La confiance, elle dit l’avoir puisée dans une longue période d’isolement. « J’avais un peu plus de 30 ans, j’avais eu mon premier enfant à 27 [elle en a trois aujourd’hui, ndlr], je n’avais pas fait grand-chose, deux ou trois expos en galerie, aucune résidence. Je n’avais pas pris certains coches… » Pendant plusieurs mois, elle cherche. Son médium, sa forme, son geste. Dans son atelier des Frigos, le carton, disponible à profusion, facile à stocker, lui offre un support idéal et lui ouvre un chemin vers la forêt, clin d’œil au cycle qui mène de l’arbre au papier, espace où se perdre pour se retrouver, seuil symbolique entre la nature sauvage et la civilisation. Le thème est universel, inépuisable, intemporel. Elle y enracine son œuvre, dans un rapport au plan et à la perspective, une sorte d’acharnement du détail, de la découpe. Formellement, le résultat hésite entre le décor, la sculpture et le trompe-l’œil. Et cette hybridation lui plaît : « J’aime jouer sur tous ces éléments, sur ces trois regards : la matérialité, l’illusion et le fait de représenter. » Elle n’a pas peur, non plus, d’une expressivité tenue à distance par l’art contemporain. Sa Folie, au Domaine de Chaumont-sur-Loire, en offre une belle démonstration. Vue de l’extérieur, l’œuvre se présente comme une rocaille de jardin, assez classique n’était cette échancrure béante qui lui tient lieu d’entrée. À l’intérieur, la roche, incrustée de pommes de pin et de cupules de chêne, de quartz et de pierres de lune, est tapissée de reliefs moulés dans la terre cuite. La lumière entre par une ouverture ménagée au sommet, d’où pend toute une végétation de lianes en chanvre, en cuir et en laiton. Entre Facteur Cheval et fabrique de jardin, cette ponctuation dans le paysage l’enchante par son côté « inutile ».

Dialoguer avec le passé

Fascinée par l’artisanat d’art, par ce qu’il contient de transmission, d’intelligence manuelle, mais aussi de temps à l’ouvrage, elle préfère à une époque volontiers virtuelle le dialogue millénaire avec les savoir-faire. « Lorsqu’on commence à s’intéresser aux problèmes de mortier, de colle, on parle avec les morts. C’est infini. » Et, comme on avouerait une passion pour les mots fléchés, elle confie son amour de « la paperolle, une technique pour confectionner des saynètes en papier roulé, apparue vers le XVIIIe siècle. » Modestie du matériau, obsession du détail, fragilité confinant au dérisoire, etc. sont des termes qui pourraient s’appliquer à son œuvre, où se laisse deviner le travail de la main.

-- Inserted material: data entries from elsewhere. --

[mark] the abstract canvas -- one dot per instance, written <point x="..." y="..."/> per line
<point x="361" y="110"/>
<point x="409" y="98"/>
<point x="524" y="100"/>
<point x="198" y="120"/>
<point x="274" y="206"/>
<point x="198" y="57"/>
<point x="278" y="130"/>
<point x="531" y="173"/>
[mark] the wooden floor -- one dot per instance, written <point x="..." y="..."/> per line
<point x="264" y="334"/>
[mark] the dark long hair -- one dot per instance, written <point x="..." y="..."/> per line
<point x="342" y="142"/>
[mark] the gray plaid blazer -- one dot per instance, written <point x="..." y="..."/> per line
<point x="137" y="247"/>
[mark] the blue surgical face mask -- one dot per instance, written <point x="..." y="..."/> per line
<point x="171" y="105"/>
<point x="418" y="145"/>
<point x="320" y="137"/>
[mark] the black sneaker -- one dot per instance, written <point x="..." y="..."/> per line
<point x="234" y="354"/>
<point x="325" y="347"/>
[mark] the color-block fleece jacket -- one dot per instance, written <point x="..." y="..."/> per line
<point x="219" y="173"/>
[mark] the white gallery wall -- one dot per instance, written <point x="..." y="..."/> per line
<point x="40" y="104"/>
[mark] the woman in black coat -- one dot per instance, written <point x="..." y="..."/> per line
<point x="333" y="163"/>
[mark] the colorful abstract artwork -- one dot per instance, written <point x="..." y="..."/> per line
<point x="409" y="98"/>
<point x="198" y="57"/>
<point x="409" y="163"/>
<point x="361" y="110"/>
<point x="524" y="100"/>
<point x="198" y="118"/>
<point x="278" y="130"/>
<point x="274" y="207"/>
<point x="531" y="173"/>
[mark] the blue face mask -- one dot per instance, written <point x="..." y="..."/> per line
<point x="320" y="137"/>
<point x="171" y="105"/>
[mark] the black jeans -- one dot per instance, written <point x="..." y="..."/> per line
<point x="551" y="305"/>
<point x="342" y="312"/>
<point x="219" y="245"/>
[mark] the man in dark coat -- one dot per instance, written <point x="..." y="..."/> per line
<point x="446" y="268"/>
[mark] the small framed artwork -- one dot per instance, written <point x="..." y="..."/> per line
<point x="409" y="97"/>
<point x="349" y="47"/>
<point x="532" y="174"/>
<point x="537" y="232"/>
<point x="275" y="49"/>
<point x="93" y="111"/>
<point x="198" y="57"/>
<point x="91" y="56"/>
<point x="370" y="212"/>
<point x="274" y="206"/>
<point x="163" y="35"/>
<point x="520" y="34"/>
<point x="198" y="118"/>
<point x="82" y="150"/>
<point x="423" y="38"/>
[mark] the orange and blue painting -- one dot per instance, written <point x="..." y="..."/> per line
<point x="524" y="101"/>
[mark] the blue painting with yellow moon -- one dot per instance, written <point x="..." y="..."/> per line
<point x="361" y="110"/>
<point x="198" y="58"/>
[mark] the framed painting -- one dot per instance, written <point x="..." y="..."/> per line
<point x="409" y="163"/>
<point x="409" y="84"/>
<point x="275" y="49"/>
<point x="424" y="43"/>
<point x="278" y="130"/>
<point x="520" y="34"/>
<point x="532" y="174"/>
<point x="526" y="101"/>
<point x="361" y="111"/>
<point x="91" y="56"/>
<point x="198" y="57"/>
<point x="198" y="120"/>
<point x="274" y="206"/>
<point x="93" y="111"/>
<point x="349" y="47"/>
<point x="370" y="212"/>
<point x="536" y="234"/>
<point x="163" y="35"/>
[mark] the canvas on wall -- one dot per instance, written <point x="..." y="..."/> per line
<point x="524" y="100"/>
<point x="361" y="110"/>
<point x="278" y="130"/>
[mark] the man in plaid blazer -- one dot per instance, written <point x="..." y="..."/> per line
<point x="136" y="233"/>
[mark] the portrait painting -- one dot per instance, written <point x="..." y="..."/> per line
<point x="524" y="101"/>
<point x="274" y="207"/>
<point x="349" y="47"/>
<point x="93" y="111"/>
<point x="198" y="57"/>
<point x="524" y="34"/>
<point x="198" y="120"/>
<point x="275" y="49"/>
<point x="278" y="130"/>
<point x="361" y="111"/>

Tout en revendiquant une place pour l’imparfait, voire pour le mauvais goût.

« Chez elle, le geste artisanal devient geste de création, c’est ça qui est intéressant », souligne Suzanne Tarasieve, sa galeriste depuis 2014. Le concept n’est pas pour autant absent de la démarche d’Eva Jospin. Cette grotte conçue pour les dix ans d’art de Chaumont-sur-Loire ? Ce qui s’y joue d’humide, de visqueux, de suintant, l’idée « du merveilleux qui se mélange à du sombre, du glauque », n’est pas étranger à certains questionnements de l’art aujourd’hui, souligne-t-elle avec un sens très sûr du rétablissement rhétorique. Interrogée par un confrère sur l’interprétation freudienne que l’on pourrait faire de cette pièce, elle exulte : « On ne manque pas de symboles phalliques dans l’art, il est temps de montrer nos cavités, les filles ! » Et en rajoute volontiers une louche quand on lui rappelle ce cri de guerre : « J’en plaisante avec mes assistantes. Je suis en train de dessiner une fontaine, et je leur dis : “Ah, zut, j’ai encore dessiné une chatte !” Évidemment qu’il y a un rapport au féminin. Mais cela ne part pas de là. »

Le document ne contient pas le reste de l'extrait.